Cabanita says buyers should check out which company is backing any development they buy into and make sure they are well-known and reputable. They should also be aware of what features are included and should ensure they know if there is any chance of delays. “When people are buying off-plan, developers often don’t make buyers aware that
there could be delays, particularly with council issues which are often out of the developers’ control, ” she says.

While some buyers are opting for these estate developments, many others are flocking to the inner cities, where massive development has taken place on the back of urbanisation and demand for accommodation near to where they work and spend their leisure time. And they are not only looking at investing in a home for themselves. With the Johannesburg
Development Agency working with developers to repurpose commercial and office buildings for residential use,
like in Maboneng and Braamfontein, some property buyers are realising that an investment in property can be a good business proposition and earn them recurring income. Paul Jackson, the CEO of TUHF, which funds property developers, says that a few years ago TUHF was financing the acquisition of rundown flats which were stripped and refurbished.
“Increasingly, our developers have gone to conversions – office to residential and light industrials to residential.

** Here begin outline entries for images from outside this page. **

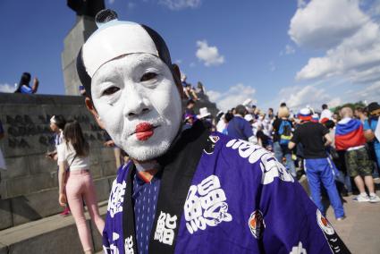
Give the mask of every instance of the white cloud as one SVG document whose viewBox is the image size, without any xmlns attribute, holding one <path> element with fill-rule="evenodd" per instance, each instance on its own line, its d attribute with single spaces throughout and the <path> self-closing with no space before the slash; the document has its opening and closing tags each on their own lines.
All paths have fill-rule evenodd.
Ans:
<svg viewBox="0 0 380 254">
<path fill-rule="evenodd" d="M 286 55 L 291 55 L 291 54 L 294 54 L 295 52 L 296 52 L 296 50 L 291 46 L 290 46 L 290 45 L 285 46 L 285 54 Z"/>
<path fill-rule="evenodd" d="M 359 0 L 312 0 L 298 9 L 289 34 L 300 47 L 326 49 L 298 72 L 299 80 L 338 77 L 368 83 L 380 78 L 380 25 L 360 10 Z"/>
<path fill-rule="evenodd" d="M 368 21 L 359 0 L 312 0 L 297 9 L 289 35 L 299 46 L 329 48 Z"/>
<path fill-rule="evenodd" d="M 240 83 L 230 87 L 228 90 L 224 92 L 208 90 L 207 96 L 210 101 L 216 103 L 220 110 L 226 112 L 248 98 L 252 99 L 253 103 L 257 103 L 257 100 L 253 99 L 255 93 L 256 89 L 254 88 Z"/>
<path fill-rule="evenodd" d="M 159 3 L 167 6 L 173 11 L 179 11 L 185 8 L 197 8 L 202 3 L 201 0 L 160 0 Z"/>
<path fill-rule="evenodd" d="M 269 63 L 269 68 L 270 68 L 270 71 L 273 72 L 274 72 L 275 71 L 275 64 L 274 64 L 274 63 L 273 63 L 273 62 L 270 62 Z"/>
<path fill-rule="evenodd" d="M 219 55 L 218 48 L 208 46 L 207 40 L 198 40 L 197 47 L 195 55 L 199 61 L 204 62 L 206 66 L 217 66 L 224 63 L 224 56 Z"/>
<path fill-rule="evenodd" d="M 9 84 L 0 84 L 0 92 L 2 93 L 13 93 L 15 90 L 14 86 L 11 86 Z"/>
<path fill-rule="evenodd" d="M 367 100 L 368 102 L 378 102 L 380 100 L 380 81 L 373 83 L 372 85 L 364 88 L 359 92 L 356 91 L 355 93 L 353 93 L 353 95 L 358 97 L 358 101 Z"/>
<path fill-rule="evenodd" d="M 114 0 L 113 0 L 113 1 L 114 1 Z M 127 9 L 128 9 L 128 10 L 131 10 L 131 9 L 133 9 L 134 7 L 136 7 L 136 4 L 135 4 L 135 3 L 129 2 L 129 3 L 127 4 Z"/>
<path fill-rule="evenodd" d="M 280 90 L 279 95 L 282 102 L 286 102 L 290 108 L 296 111 L 307 105 L 319 109 L 324 103 L 327 103 L 330 106 L 336 106 L 342 103 L 340 97 L 332 97 L 325 89 L 311 85 L 284 88 Z"/>
</svg>

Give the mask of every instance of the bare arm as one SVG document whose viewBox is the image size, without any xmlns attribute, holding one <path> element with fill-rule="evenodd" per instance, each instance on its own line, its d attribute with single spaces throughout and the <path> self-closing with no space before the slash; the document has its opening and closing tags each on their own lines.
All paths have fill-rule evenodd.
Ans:
<svg viewBox="0 0 380 254">
<path fill-rule="evenodd" d="M 58 171 L 58 184 L 59 184 L 59 194 L 64 193 L 64 178 L 66 175 L 66 172 L 64 170 L 64 162 L 59 163 L 59 171 Z"/>
<path fill-rule="evenodd" d="M 333 144 L 333 140 L 331 139 L 329 133 L 325 135 L 325 139 L 326 140 L 326 141 L 325 143 L 325 147 L 327 147 L 327 146 L 330 146 L 331 144 Z"/>
</svg>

They are buying below replacement cost and doing things with them [the properties],” Jackson says. Interestingly, it is not just established developers, architects and construction companies who are buying these developments as a business
opportunity. “We are financing people who used to be housekeepers, plumbers, artisans and clerks who have realised that with access to financing, they can become inner city developers. “The products themselves are often good standard fare, but the entrepreneurial story is fascinating,” Jackson says. Nano Makwela, co-founder and senior portfolio manager
at TUHF, says clients favour the “corridors of freedom” – transport-oriented development in areas identified by the city as being on transport arteries like Rea Vaya, or potential transport routes identified by the city.

These vary significantly in size from houses to small blocks of flats and bigger developments. Apart from well-known
inner city nodes like Maboneng and Braamfontein, Makwela says developers are buying and renovating in areas like Bez Valley, Bertrams, Doornfontein, Yeoville, Hillbrow and Denver. While big developments like Waterfall are only for big
developers with deep pockets (and often commercial property investors too), there are many projects going ahead for
entrepreneurs thinking about rental housing as a business. “We back a lot of people who wouldn’t have a hope if they were getting conventional financing. One of our clients couldn’t get past reception at a bank. Now she has 130 students paying her R2 800 a month in rent.” TUHF has lent R4.5-billion over the past four years and Jackson and Makwela claim
their loan book has “outcompeted commercial banks”. “We believe the dawn of demolish and rebuild is breaking,” says Jackson.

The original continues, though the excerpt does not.